Exposure to the rhinovirus, the most frequent cause of the common cold, can protect from the virus which causes COVID-19, research has found.
A new study by researchers at Yale University found that the common respiratory virus jump-starts the activity of interferon-stimulated genes – early-response molecules in the immune system which can halt replication of the SARS-CoV-2 virus within airway tissues infected with the cold.
Ellen Foxman, Assistant Professor of Laboratory Medicine and Immunobiology at the Yale School of Medicine and senior author of the study, said: “Triggering these defences early in the course of COVID-19 infection holds promise to prevent or treat the infection. One way to do this is by treating patients with interferons, an immune system protein which is also available as a drug. But it all depends upon the timing.”
The results have been published in the Journal of Experimental Medicine.
Previous work has shown that, at the later stages of COVID-19, high interferon levels correlate with worse disease and may fuel overactive immune responses. However, recent genetic studies show that interferon-stimulated genes can also be protective in cases of COVID-19 infection.
Foxman’s lab wanted to study this defence system early in the course of COVID-19 infection.
Triggering defence systems
Since earlier studies by Foxman’s lab showed that common cold viruses may protect against influenza, they decided to study whether rhinoviruses would have the same beneficial impact against the COVID-19 virus. For the study, her team infected lab-grown human airway tissue with SARS-CoV-2 and found that, for the first three days, viral load in the tissue doubled about every six hours. However, replication of the COVID-19 virus was completely stopped in tissue which had been exposed to rhinovirus. If antiviral defences were blocked, the SARS-CoV-2 could replicate in airway tissue previously exposed to rhinovirus.
The same defences slowed down SARS-CoV-2 infection even without rhinovirus, but only if the infectious dose was low, suggesting that the viral load at the time of exposure makes a difference in whether the body can effectively fight the infection.

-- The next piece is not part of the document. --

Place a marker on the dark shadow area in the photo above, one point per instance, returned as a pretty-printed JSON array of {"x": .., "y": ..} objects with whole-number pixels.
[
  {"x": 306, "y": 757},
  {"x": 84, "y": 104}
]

The researchers also studied nasal swab samples from patients diagnosed close to the start of infection. They found evidence of rapid growth of SARS-CoV-2 in the first few days of infection, followed by activation of the body’s defences. According to their findings, the virus typically increased rapidly for the first few days of infection, before host defences kicked in, doubling about every six hours as seen in the lab; in some patients the virus grew even faster.
“There appears to be a viral sweet spot at the beginning of COVID-19, during which the virus replicates exponentially before it triggers a strong defence response,” Foxman said.
Interferon treatment holds promise but it could be challenging, Foxman said, because it would be mostly effective in the days immediately after infection, when many people exhibit no symptoms. In theory, interferon treatment could be used prophylactically in people at high risk who have been in close contact with others diagnosed with COVID-19. Trials of interferon in COVID-19 are underway, and so far show a possible benefit early in infection, but not when given later.
Foxman said that the findings may explain why, at times of year when colds are common, rates of infections with other viruses such as influenza tend to be lower. There are concerns that, as social distancing measures ease, common cold and flu viruses – which have been dormant over the past year – will come back in greater force. Interference among respiratory viruses could be a mitigating factor, creating an “upper limit” on the degree to which respiratory viruses co-circulate, she said.
“There are hidden interactions between viruses that we don’t quite understand, and these findings are a piece of the puzzle we are just now looking at,” Foxman said.